Co-authored-by: chhwang <8018170+chhwang@users.noreply.github.com>
The recent removal of GTest and introduction of custom test framework
requires MPI dependency which is not needed for CodeQL analysis.
Disable test building in CodeQL workflows to fix the build failures.
CodeQL only needs to analyze the core library code, not the tests.
Co-authored-by: chhwang <8018170+chhwang@users.noreply.github.com>
Support --gtest_filter command line argument for test filtering,
compatible with Azure pipeline configurations.
Co-authored-by: chhwang <8018170+chhwang@users.noreply.github.com>
- Move test framework from test/perf/ to test/ for shared use
- Add GTest-compatible macros (TEST, TEST_F, EXPECT_*, ASSERT_*, etc.)
- Remove GTest dependency from CMakeLists.txt
- Add test_framework library for unit and mp_unit tests
- Add code coverage support with lcov (MSCCLPP_ENABLE_COVERAGE option)
- Update perf tests to use shared framework
Co-authored-by: chhwang <8018170+chhwang@users.noreply.github.com>
- Modified test/mp_unit/mp_unit_tests.hpp to use ../framework.hpp instead of gtest/gtest.h
- Enhanced test/framework.hpp with GTest-compatible APIs:
- Added Environment base class for global test setup/teardown
- Added TestInfo and UnitTest classes for test metadata access
- Added GTEST_SKIP macro support via SkipHelper class
- Added namespace alias 'testing' for compatibility
- Added InitGoogleTest and AddGlobalTestEnvironment helper functions
- Updated test/framework.cc with implementations for new classes
- All mp_unit test files now use framework.hpp through mp_unit_tests.hpp
- Formatting applied via lint.sh
Co-authored-by: chhwang <8018170+chhwang@users.noreply.github.com>
* Added configurable InfiniBand (IB) signaling mode.

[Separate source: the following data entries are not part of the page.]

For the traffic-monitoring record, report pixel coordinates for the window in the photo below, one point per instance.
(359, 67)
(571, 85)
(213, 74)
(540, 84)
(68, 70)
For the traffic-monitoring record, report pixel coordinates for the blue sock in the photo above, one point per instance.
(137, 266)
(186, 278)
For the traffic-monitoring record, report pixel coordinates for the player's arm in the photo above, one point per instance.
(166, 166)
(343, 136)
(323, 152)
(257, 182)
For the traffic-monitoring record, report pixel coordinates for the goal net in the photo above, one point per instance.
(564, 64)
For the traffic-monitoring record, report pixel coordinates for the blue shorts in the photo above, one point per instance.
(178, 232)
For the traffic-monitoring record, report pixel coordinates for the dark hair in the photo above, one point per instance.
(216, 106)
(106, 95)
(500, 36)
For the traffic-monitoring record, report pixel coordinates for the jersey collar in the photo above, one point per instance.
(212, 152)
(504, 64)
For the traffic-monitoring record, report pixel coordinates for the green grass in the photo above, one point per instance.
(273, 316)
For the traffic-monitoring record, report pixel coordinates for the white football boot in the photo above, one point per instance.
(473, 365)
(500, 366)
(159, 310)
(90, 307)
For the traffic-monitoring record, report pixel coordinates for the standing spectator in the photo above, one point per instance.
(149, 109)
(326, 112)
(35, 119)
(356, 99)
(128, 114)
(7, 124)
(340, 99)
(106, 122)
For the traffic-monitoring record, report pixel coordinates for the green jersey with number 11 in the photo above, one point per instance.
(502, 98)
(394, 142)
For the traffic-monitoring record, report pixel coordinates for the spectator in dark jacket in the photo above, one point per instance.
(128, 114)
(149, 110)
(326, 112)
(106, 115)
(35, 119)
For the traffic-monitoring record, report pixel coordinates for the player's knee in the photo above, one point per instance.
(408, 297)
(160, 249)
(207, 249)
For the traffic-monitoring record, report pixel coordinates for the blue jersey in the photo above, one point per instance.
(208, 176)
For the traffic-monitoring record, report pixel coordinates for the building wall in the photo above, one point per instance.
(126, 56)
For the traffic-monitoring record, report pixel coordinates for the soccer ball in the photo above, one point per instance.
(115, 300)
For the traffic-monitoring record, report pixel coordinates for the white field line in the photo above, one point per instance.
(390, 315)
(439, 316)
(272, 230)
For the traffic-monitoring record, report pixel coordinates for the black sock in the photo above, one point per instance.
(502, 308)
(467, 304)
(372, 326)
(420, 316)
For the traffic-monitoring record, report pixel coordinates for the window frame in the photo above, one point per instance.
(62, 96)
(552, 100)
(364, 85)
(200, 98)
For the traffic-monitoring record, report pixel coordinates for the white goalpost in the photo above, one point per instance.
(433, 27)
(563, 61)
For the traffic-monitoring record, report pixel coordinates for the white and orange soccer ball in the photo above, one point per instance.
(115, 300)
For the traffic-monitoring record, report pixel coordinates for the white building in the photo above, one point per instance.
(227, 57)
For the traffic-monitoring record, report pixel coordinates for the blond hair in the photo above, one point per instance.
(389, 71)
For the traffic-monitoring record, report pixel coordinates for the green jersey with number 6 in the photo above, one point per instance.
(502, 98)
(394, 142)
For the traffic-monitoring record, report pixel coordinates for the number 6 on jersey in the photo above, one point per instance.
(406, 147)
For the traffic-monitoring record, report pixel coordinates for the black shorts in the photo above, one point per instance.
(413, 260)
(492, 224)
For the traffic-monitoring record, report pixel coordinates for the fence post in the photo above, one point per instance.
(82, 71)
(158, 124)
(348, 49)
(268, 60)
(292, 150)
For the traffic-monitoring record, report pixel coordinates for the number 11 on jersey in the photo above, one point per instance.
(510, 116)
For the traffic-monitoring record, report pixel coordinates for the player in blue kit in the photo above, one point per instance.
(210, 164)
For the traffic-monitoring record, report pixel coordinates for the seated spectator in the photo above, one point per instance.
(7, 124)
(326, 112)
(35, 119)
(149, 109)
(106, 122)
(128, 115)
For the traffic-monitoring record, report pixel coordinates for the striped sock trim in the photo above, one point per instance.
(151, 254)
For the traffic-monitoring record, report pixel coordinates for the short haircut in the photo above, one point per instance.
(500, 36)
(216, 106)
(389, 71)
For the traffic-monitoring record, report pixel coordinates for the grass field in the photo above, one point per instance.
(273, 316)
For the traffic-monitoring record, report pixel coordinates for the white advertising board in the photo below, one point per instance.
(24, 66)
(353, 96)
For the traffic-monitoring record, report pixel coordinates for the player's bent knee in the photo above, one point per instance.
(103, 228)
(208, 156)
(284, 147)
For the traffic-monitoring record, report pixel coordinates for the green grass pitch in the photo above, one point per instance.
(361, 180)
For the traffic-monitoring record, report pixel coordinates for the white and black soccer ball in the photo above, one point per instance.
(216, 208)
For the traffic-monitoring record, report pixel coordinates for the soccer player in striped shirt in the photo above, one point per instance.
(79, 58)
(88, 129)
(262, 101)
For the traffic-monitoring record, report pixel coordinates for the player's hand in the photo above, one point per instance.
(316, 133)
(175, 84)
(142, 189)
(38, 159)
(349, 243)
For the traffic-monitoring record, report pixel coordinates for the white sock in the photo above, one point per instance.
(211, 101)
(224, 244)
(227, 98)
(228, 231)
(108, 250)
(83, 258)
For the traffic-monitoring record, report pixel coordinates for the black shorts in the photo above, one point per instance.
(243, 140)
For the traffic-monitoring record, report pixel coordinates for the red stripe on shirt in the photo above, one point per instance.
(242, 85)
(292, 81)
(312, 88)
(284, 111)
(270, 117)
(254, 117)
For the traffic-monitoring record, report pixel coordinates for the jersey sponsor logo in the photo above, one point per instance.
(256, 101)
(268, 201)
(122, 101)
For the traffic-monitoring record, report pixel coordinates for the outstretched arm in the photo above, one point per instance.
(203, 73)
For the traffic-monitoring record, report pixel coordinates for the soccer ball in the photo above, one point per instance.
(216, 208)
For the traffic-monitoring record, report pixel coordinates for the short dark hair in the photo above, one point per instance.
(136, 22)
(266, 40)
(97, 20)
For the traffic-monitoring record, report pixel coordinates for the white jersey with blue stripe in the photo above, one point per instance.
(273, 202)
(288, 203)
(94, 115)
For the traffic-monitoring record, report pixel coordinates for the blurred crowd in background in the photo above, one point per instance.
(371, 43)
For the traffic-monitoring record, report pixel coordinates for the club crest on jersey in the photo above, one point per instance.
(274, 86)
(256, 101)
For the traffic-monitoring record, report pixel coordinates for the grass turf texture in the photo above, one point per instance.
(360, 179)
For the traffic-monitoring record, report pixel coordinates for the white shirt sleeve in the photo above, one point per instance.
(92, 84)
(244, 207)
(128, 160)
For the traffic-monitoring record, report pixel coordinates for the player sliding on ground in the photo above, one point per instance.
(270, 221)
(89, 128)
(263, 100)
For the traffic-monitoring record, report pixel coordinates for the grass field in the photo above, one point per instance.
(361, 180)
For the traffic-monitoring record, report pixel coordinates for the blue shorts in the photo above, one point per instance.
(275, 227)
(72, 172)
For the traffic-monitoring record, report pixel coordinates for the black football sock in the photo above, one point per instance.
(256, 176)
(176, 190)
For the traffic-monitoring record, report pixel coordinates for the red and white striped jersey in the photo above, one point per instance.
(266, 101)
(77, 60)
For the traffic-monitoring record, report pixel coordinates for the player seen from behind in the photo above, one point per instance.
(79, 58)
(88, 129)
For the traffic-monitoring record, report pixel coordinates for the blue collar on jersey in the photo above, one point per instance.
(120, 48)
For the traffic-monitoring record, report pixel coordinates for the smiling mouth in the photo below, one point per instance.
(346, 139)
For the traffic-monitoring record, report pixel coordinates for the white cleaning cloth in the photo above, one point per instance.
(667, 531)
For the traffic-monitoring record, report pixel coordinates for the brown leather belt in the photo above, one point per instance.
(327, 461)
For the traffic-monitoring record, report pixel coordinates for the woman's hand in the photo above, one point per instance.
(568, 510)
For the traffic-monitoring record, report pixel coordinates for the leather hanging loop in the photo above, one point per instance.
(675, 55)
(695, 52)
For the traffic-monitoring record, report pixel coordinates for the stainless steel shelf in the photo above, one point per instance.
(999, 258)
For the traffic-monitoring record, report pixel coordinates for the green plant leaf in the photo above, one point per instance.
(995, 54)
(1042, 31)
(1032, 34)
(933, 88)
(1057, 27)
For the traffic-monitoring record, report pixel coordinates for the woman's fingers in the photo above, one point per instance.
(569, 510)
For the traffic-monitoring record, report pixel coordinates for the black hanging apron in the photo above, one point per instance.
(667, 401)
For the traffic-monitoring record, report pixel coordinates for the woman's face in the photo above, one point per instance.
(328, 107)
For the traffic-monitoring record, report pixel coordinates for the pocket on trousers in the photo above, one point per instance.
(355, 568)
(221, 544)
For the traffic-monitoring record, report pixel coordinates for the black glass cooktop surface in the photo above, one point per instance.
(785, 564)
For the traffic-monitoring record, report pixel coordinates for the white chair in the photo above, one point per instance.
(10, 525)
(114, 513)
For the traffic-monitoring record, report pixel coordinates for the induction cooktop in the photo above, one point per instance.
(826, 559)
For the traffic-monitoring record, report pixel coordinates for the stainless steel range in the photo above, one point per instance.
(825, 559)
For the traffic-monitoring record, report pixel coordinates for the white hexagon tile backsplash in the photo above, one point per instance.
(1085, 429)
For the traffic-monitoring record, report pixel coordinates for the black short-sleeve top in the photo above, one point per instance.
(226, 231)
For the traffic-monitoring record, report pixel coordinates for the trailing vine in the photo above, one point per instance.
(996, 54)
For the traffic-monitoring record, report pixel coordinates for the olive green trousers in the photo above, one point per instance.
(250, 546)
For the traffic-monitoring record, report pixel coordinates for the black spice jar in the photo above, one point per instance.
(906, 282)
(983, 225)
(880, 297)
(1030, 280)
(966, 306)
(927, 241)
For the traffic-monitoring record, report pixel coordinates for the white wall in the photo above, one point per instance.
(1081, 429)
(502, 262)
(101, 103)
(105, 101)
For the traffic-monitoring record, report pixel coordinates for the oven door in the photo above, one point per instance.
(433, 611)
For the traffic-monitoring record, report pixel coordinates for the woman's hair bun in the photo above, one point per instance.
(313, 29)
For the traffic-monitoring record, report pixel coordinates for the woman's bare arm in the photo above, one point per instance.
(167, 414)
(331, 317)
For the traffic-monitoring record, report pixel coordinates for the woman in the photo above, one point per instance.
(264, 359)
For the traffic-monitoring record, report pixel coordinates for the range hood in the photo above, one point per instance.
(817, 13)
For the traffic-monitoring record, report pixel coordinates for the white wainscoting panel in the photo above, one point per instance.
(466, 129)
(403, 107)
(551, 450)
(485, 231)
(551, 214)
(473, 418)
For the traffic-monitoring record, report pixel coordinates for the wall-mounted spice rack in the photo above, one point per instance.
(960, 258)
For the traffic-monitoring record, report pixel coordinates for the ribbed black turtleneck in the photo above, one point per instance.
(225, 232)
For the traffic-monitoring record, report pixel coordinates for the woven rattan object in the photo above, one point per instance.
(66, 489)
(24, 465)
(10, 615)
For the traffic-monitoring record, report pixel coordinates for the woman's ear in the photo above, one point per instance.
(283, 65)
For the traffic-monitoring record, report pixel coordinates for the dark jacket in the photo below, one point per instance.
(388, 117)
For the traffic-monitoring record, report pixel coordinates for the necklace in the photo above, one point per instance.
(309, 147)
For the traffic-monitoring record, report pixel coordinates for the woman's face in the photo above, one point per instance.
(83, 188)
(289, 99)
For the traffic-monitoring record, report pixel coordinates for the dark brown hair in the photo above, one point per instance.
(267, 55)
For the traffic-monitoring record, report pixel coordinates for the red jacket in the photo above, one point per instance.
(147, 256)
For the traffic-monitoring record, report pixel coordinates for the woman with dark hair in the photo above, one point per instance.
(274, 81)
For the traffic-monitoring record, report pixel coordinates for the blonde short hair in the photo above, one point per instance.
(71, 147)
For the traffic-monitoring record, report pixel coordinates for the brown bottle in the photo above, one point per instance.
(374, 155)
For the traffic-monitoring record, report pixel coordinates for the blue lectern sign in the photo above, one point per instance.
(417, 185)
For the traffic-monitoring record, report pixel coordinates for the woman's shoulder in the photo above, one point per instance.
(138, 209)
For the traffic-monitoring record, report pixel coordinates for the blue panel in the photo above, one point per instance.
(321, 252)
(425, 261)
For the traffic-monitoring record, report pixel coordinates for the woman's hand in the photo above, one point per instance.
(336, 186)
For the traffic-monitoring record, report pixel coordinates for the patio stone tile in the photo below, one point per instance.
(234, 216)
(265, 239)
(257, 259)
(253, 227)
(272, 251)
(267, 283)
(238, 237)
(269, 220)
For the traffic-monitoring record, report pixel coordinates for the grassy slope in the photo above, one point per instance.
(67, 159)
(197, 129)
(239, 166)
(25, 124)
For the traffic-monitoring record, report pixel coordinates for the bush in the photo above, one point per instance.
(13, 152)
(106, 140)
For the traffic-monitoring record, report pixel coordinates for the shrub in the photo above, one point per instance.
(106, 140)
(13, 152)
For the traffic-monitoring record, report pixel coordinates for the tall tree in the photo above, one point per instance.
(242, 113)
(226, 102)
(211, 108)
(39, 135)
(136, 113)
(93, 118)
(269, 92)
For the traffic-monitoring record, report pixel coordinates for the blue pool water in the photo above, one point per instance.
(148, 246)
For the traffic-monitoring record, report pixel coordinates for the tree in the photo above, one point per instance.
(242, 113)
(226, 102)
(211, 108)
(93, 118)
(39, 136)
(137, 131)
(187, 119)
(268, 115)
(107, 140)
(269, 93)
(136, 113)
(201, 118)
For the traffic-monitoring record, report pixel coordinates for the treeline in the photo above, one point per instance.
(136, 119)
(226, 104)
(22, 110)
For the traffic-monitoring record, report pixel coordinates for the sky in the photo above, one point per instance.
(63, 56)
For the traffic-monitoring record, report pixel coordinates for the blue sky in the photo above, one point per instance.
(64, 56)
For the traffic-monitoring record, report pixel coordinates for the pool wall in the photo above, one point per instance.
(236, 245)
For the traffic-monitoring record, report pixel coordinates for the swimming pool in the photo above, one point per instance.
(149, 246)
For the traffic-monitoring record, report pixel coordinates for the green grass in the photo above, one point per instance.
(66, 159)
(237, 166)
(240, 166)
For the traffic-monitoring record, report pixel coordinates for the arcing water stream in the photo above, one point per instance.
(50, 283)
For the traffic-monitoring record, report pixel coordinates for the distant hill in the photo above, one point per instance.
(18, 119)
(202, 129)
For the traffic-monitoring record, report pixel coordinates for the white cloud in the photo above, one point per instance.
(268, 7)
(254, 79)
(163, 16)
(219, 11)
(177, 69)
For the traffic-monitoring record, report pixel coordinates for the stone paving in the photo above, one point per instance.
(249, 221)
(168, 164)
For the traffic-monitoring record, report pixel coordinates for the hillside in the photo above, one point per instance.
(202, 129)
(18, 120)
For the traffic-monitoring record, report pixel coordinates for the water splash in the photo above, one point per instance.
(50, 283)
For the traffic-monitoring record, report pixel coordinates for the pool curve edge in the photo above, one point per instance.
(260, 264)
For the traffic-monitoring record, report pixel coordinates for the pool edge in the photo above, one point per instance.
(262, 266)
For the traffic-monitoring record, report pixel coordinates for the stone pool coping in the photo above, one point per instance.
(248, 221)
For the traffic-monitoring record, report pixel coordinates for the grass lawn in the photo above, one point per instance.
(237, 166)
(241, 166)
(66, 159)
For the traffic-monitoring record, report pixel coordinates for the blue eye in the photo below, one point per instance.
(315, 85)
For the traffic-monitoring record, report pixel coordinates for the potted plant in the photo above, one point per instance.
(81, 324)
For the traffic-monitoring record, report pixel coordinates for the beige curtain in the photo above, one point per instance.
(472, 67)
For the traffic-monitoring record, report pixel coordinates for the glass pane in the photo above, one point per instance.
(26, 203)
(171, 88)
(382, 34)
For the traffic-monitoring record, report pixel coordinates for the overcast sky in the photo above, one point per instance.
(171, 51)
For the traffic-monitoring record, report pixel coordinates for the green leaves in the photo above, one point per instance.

`EndpointConfig::Ib::Mode` enum selects the mode (`Default`, `Host`,
`HostNoAtomic`). `Default` is equivalent to `Host` unless specified
different by envrionment `MSCCLPP_IBV_MODE`. `Host` corresponds to the
previous implementation using RDMA atomics for signaling, while
`HostNoAtomic` uses write-with-immediate instead.
* Regarding updates in Python bindings and API.